El pistolero que culpó a la NFL por ocultar peligros de lesiones cerebrales tenía ETC, confirma el médico forense.

AP.

El ex jugador de fútbol americano de secundaria que mató a cuatro personas dentro de una torre de oficinas en Manhattan que alberga la sede de la NFL, y que culpó a la liga por ocultar los peligros de las lesiones cerebrales, sufría de la enfermedad cerebral degenerativa CTE, dijo el viernes un médico forense de la ciudad.

Shane Tamura, de 27 años, tenía “evidencia diagnóstica inequívoca” de encefalopatía traumática crónica de etapa baja, comúnmente conocida como ETC, según un informe del médico forense de la ciudad de Nueva York.

Tamura, un trabajador de un casino de Las Vegas, se disparó en el pecho después de un tiroteo masivo del 28 de julio en el que murieron un oficial de policía, un guardia de seguridad y otras dos personas que trabajaban dentro del edificio.

Según las autoridades, pretendía atacar las oficinas de la NFL, pero tomó el ascensor equivocado. Un empleado de la liga resultó herido en el vestíbulo del edificio, pero sobrevivió.

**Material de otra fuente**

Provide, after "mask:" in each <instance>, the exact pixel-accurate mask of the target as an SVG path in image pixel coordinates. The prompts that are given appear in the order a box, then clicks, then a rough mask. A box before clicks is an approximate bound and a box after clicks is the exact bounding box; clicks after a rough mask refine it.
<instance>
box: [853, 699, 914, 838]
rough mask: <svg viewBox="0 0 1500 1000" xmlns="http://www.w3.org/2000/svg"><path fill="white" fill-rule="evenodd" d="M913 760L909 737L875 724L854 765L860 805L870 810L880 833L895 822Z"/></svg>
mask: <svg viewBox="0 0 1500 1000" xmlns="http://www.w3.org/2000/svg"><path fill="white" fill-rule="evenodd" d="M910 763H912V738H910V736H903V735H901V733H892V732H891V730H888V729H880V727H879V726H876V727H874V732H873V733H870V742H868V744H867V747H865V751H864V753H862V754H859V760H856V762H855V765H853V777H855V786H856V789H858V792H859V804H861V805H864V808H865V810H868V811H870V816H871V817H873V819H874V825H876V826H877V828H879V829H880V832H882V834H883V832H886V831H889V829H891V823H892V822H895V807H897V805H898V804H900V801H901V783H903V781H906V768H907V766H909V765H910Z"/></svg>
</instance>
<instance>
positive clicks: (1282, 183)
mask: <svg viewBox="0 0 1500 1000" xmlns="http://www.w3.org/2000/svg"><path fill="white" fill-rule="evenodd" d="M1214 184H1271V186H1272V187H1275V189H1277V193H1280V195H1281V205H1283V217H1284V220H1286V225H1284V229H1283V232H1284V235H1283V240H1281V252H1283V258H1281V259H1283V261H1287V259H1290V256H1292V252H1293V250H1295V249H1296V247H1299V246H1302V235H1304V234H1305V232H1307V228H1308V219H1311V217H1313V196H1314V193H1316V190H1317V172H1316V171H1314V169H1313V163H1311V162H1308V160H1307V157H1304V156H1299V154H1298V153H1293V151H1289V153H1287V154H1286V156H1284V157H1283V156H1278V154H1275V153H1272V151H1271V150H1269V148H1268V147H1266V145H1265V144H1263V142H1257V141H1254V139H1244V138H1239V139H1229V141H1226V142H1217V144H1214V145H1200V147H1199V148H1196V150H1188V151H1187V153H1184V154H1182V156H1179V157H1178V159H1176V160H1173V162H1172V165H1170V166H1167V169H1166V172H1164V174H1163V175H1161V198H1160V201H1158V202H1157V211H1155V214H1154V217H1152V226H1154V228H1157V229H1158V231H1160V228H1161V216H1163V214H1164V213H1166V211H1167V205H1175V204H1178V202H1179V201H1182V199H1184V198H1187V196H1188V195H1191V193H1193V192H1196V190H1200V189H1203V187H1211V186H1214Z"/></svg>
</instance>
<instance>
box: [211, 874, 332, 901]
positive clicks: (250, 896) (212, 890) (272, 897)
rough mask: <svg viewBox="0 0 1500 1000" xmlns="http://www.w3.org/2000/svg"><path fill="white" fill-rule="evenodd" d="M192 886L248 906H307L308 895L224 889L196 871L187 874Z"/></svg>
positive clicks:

En una nota de tres páginas encontrada en su billetera, Tamura dijo que creía que tenía ETC (diagnosticable solo después de la muerte) e imploró a quienes lo encontraron: “Estudien mi cerebro”.

Entre sus quejas contra la NFL estaba la afirmación de que la liga anteponía sus ganancias a la seguridad de los jugadores al ocultar el daño que la CTE y el fútbol americano pueden causar.

Tamura no jugó fútbol profesional, pero jugó durante sus años de escuela secundaria en el sur de California, donde creció.

“No hay justificación para los actos horribles e insensatos que ocurrieron”, declaró la NFL en un comunicado. “Como señala el médico forense, ‘la ciencia en torno a esta afección continúa evolucionando, y las manifestaciones físicas y mentales de la ETC siguen siendo objeto de estudio'”.

La enfermedad afecta regiones del cerebro implicadas en la regulación del comportamiento y las emociones. Se ha vinculado con conmociones cerebrales y otros traumatismos craneoencefálicos asociados a deportes de contacto, con evidencia de la enfermedad tanto en atletas profesionales como en estudiantes de secundaria.

Después de más de una década de negación, la NFL admitió el vínculo entre el fútbol americano y la CTE en un testimonio ante el Congreso en 2016, y hasta ahora ha pagado más de 1.400 millones de dólares a jugadores retirados para resolver reclamos relacionados con conmociones cerebrales.

Tamura había sido hospitalizado dos veces durante crisis de salud mental en los últimos años, dijeron las autoridades.

Durante un incidente de 2022, su madre dijo a los operadores del 911 que su hijo estaba amenazando con suicidarse y agregó que sufría de “depresión, conmoción cerebral como la conmoción cerebral deportiva, migrañas crónicas e insomnio”.

Al año siguiente, fue arrestado por un delito menor de allanamiento tras alterarse cuando le ordenaron que abandonara un casino en un suburbio de Las Vegas. Posteriormente, la fiscalía desestimó el caso.

El informe del médico forense no llegó a una conclusión sobre la causa de la enfermedad, pero señaló que a menudo se encontraba en aquellos “con antecedentes de exposición repetida a traumatismos craneoencefálicos”.

El Dr. Daniel Daneshvar, jefe de rehabilitación de lesiones cerebrales y profesor asociado de la Universidad de Harvard, dijo que incluso un diagnóstico de ETC en etapa baja podría ser responsable de “cambios de comportamiento y problemas de control de impulsos”, que a menudo progresan con la edad.

Pero advirtió que no se debe trazar una línea directa entre la enfermedad y las acciones específicas de una persona.

“Tirar del hilo y determinar qué proceso es responsable de las acciones de alguien es algo que no podemos hacer”, dijo.